Will Black, LatinX, Indigenous, and all marginalized groups ever be free?
Will America ever be free?
When you closed your eyes and imagined an American, did your own reflection come into the view of your eyes? Did you envision yourself? Are YOU free? Do you want to be free in America?
But questioning all of this, isn’t enough.
“I don’t want your love and light if it doesn’t come with solidarity and action.” – Rachel Cargle
My mother survived the “Cultural Revolution” in China. By the way, “Cultural Revolution” is read as cease all education, subscribe or die from the Mao Zedong’s Little Red Book, starve every day of your childhood, shut up or else during the house raids at my grandparents’ house, and the death of my grandfather – based on the little that my mother has told me.

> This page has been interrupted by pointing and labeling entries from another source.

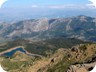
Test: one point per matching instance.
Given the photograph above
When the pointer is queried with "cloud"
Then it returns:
(93, 2)
(35, 6)
(1, 2)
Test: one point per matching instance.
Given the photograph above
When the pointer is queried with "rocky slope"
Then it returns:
(76, 59)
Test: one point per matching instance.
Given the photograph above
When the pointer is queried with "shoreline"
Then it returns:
(26, 52)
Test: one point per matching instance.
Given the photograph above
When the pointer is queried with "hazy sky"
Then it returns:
(44, 3)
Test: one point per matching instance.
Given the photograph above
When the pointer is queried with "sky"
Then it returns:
(43, 3)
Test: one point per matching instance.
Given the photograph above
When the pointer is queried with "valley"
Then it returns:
(49, 45)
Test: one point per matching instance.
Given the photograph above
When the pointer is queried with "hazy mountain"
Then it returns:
(81, 27)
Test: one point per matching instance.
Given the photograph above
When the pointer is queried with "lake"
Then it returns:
(12, 52)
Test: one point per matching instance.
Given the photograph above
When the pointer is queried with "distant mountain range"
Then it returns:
(80, 27)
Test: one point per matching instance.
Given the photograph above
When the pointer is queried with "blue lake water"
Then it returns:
(11, 53)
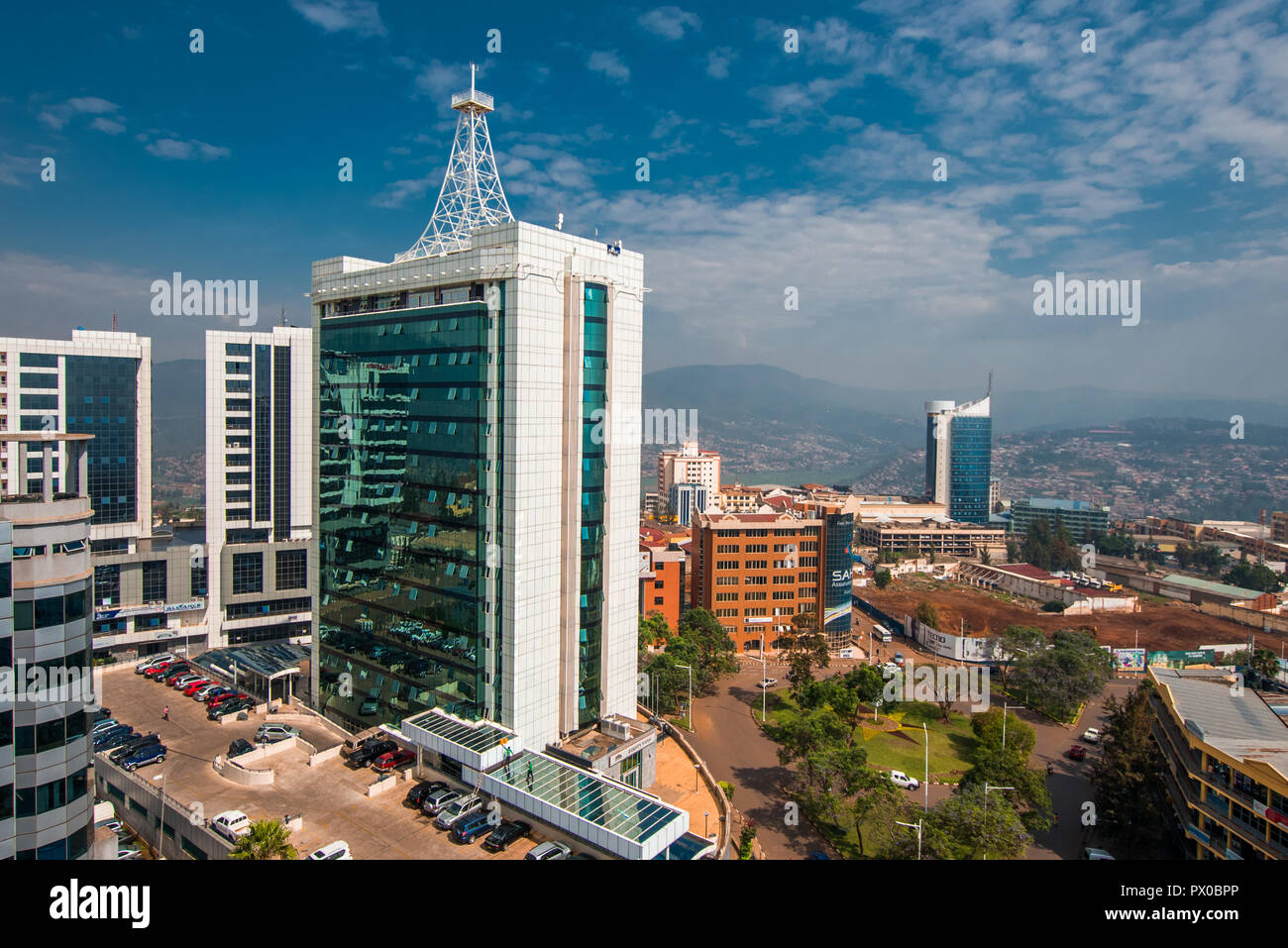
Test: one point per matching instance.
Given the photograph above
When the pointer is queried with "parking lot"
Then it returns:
(330, 797)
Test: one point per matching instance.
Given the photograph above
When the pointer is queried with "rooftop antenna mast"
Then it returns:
(472, 194)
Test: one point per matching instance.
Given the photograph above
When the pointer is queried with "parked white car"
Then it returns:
(901, 780)
(333, 850)
(153, 660)
(232, 824)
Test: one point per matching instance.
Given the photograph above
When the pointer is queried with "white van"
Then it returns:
(231, 824)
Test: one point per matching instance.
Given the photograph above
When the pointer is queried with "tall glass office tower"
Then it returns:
(960, 458)
(478, 468)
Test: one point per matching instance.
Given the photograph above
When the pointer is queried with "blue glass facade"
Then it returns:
(102, 399)
(407, 592)
(970, 469)
(592, 401)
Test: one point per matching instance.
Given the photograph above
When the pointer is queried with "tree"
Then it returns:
(268, 839)
(927, 614)
(1127, 785)
(655, 630)
(1012, 644)
(806, 647)
(1057, 679)
(702, 643)
(1258, 578)
(877, 801)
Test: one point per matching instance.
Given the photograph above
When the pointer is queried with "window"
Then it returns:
(50, 612)
(107, 584)
(292, 569)
(248, 572)
(197, 579)
(155, 581)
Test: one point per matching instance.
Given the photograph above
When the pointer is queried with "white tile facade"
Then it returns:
(535, 264)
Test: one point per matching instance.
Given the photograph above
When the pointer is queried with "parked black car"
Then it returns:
(115, 740)
(108, 733)
(370, 751)
(510, 831)
(230, 707)
(417, 793)
(136, 743)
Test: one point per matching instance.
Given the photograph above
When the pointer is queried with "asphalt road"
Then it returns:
(735, 750)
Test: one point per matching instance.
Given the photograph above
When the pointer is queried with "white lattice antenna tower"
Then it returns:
(472, 194)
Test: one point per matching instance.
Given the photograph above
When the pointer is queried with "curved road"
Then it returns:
(737, 751)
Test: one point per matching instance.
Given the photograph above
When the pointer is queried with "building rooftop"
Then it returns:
(1239, 725)
(1212, 586)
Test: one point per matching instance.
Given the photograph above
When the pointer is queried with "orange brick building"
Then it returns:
(756, 571)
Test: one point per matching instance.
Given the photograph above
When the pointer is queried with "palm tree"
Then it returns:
(268, 839)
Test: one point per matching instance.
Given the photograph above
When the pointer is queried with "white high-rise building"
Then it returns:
(99, 384)
(958, 458)
(261, 445)
(480, 527)
(690, 466)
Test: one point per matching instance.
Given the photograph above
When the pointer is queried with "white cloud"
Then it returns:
(397, 193)
(56, 116)
(192, 150)
(340, 16)
(110, 125)
(670, 22)
(608, 63)
(719, 60)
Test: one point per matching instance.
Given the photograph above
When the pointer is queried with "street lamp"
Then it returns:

I don’t know that I’ll ever be or feel fully free, but the one freedom I will never cease to use is my freedom of speech. My mom didn’t have it, and is terrified to use it now. I don’t blame her, but I can’t sit silent. Because of my parents immigrating here, I have this right, whether my “fellow Americans” acknowledge me and the fact that I can exercise it or not. I carry a lot of privilege to be able to use it, even if I feel it diminishing these days. But I have to take my chances.
Vaccines are never 100% effective, and I don’t know if any will be created that are in my lifetime. There’s one I’m testing out now, every single day and in all aspects of my personal and professional life.